3.2 KiB
Evaluate the homelab's hardware capacity and workload placement
Assess current allocation headroom, HA posture, and workload placement against declared
intent, and write a tracked report to docs/hardware/reviews/. On-demand only;
scheduled runs are deferred (see docs/TODO.md 8.4).
Reference material
docs/hardware/reference.md— physical node specs, workload allocations, and the free-text intent columns (criticality,ha_intent,profile,constraints,growth).scripts/capacity-scan.py— deterministic scan; emits JSON with keysnodes,workloads,usage,warnings.
Process
Phase 0 — gather facts
Run python3 scripts/capacity-scan.py and parse its JSON output:
nodes— per-node physical totals, allocated totals,ram_headroom_pct, and theoversubscribedflag.workloads— per-workload allocation rows fromreference.md.usage— live usage stats if available; checkusage.available.

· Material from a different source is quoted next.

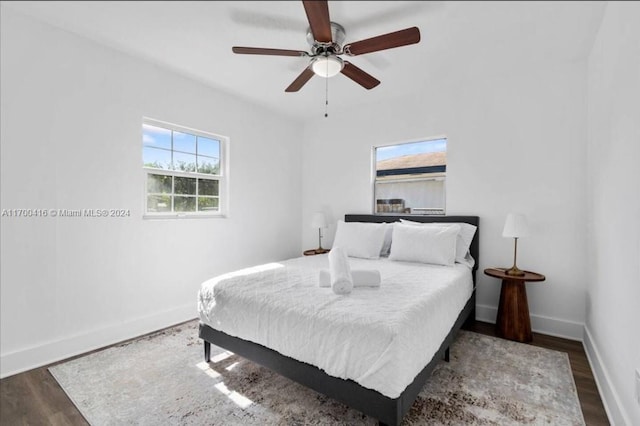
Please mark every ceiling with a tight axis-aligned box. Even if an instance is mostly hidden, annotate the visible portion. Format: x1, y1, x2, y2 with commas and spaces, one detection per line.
2, 1, 605, 118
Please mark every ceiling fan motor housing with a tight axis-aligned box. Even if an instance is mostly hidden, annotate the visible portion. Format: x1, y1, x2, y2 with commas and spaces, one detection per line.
307, 22, 346, 56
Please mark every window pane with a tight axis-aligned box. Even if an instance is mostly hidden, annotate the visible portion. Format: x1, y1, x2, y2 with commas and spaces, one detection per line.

Iffalse, every recommendation in the report is intent-based, not usage-based — state this prominently in the report header.warnings— drift findings the scan has already detected (reference vs Terraform/inventory).
Phase 1 — read intent
Read docs/hardware/reference.md for the free-text columns the scan does not parse:
criticality, ha_intent, profile, constraints, and growth, plus the
"Capacity notes" section at the bottom of the file.
Phase 2 — reason across five dimensions
Produce concrete, actionable recommendations. Tag every item with its type and the basis it rests on (intent-based vs usage-based):
- HA / redundancy — anti-affinity violations (e.g. an HA pair co-located on one
node), single points of failure, HA posture that looks like overkill for the
declared
criticality, and high-criticality workloads with no redundancy. - Right-sizing — over- or under-provisioned workloads compared to their
profile. Today this is intent-based (declared allocation vs profile); flag explicitly that it becomes usage-based once thegather_usage()hook in the scan script is live. - Placement / moves — oversubscribed nodes (
oversubscribed: trueor lowram_headroom_pct) and constraint-driven relocations indicated byconstraints. - Upgrade timing — cross-reference
growthnotes against current headroom to estimate a rough runway before a node upgrade is needed. - Drift — surface every entry in the scan's
warningsarray verbatim.
Phase 3 — write the report
Save the report to docs/hardware/reviews/YYYY-MM-DD-capacity.md and overwrite
docs/hardware/reviews/latest.md with the same content.
Report structure:
- One-line summary — overall health signal (e.g. "All nodes within headroom; two HA violations detected").
- Run metadata — date, reviewed commit SHA,
usage.availablestatus. - Section per dimension — each with concrete, actionable items; every item states its basis (intent-based or usage-based) and the evidence behind it.
- Follow-up prompt — a generated, copy-pasteable prompt for the next review or for acting on the top finding.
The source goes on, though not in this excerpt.